Researchers say they’ve discovered a new method of ‘scaling up’ AI, but there’s reason to be skeptical

Have researchers discover a new AI “Scale Act”? That’s what What buzz on social media suggests – but experts are skeptical.
AI scale laws, a bit of an informal concept, describe how the performance of AI models improves as the size of the data sets and computer sources that are used to train, increases. Until about a year ago, scaling up “pre-training” was the training of increasingly larger models on increasingly larger data sets of the dominant law, at least in the sense that most of the Labs border embraced it.
Pre-training has not disappeared, but two extra scale laws, scales after training and the scaling of the test time were created to supplement it. Scaling after the training is essentially the coordination of the behavior of a model, while scaling the test time means that more computing is applied to inference DWZ to stimulate a form of “reasoning” (see: models such as R1).
Researchers from Google and UC Berkeley recently presented in one paper What some commentators have described online as a fourth law: “Inference-time search”.

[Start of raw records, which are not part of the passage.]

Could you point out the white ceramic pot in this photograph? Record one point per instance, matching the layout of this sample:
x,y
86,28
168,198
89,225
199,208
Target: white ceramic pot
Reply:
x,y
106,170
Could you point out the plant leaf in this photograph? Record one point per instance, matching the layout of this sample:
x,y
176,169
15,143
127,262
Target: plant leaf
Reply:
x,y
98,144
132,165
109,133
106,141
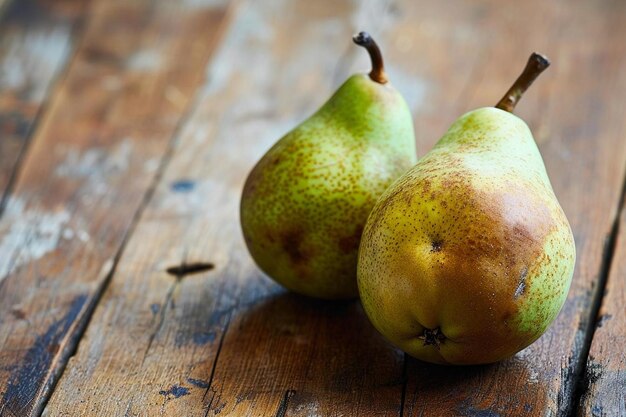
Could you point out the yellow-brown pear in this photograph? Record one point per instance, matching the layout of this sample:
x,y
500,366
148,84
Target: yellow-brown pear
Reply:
x,y
468,257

Searching for inference time has a model that generates many possible answers to a query parallel and then select the “best” of the couple. The researchers claim that it can stimulate the performance of a year old model, such as Google’s Gemini 1.5 Pro, to a level that Opai’s O1 preview “reasoning model” exceeds science and mathematics benchmarks.
Our paper focuses on this search axle and its scales. For example, by simply randomly 200 responses and self-worshiping, Gemini 1.5 (an old model from the beginning of 2024!) Fixed, beats O1 preview and approaches O1. This is without fine-tuning, RL or ground-W Verifiers. pic.twitter.com/HB5FO7IFNH
– Eric Zhao (@ericzhao28) March 17, 2025
‘[B]Y simply tastes 200 responses and self-proof, Gemini 1.5-one old model in early 2024-wastes O1-preview and approaches O1, ”wrote Eric Zhao, a Google Doctorate Fellow and one of the co-authors of the article, in a Series Messages on X. “The magic is that self -verification on a scale will of course become easier! You would expect that choosing a correct solution becomes more difficult as your pool of solutions is, but the opposite is the case!”
However, various experts say that the results are not surprising and that the search for inference time in many scenarios may not be useful.
Matthew Guzdial, an AI researcher and university teacher at the University of Alberta, WAN said that the approach works best when there is a good “evaluation function” – in other words, when the best answer to a question can be easily determined. But most questions are not that cut.
‘[I]f We cannot write a code to define what we want, we cannot use [inference-time] Search, “he said.” We can’t do this for something like general language interaction […] It is generally not a great approach to actually solve most problems. “
Mike Cook, a researcher at King’s College London, specialized in AI, agreed with the assessment of Guzdial and added that it emphasizes the gap between ‘reasoning’ in the AI sentence of the word and our own thinking processes.
‘[Inference-time search] Does not increase the reasoning process of the model, “said Cook.”[I]T is just a way to work on the limitations of a technology that is susceptible to making very self -assured mistakes […] Intuitive If your model makes a mistake 5% of the time, checking 200 attempts to make the same problem that make mistakes easier to recognize. “
Searching for inference time can certainly be undesirable news for an AI industry that wants to scale up the “reasoning” model. Such as the co-authors of the paper note, nowadays reasoning models can pick up Thousands of dollars in computer use About a single math problem.
It seems that the search for new scale techniques will continue.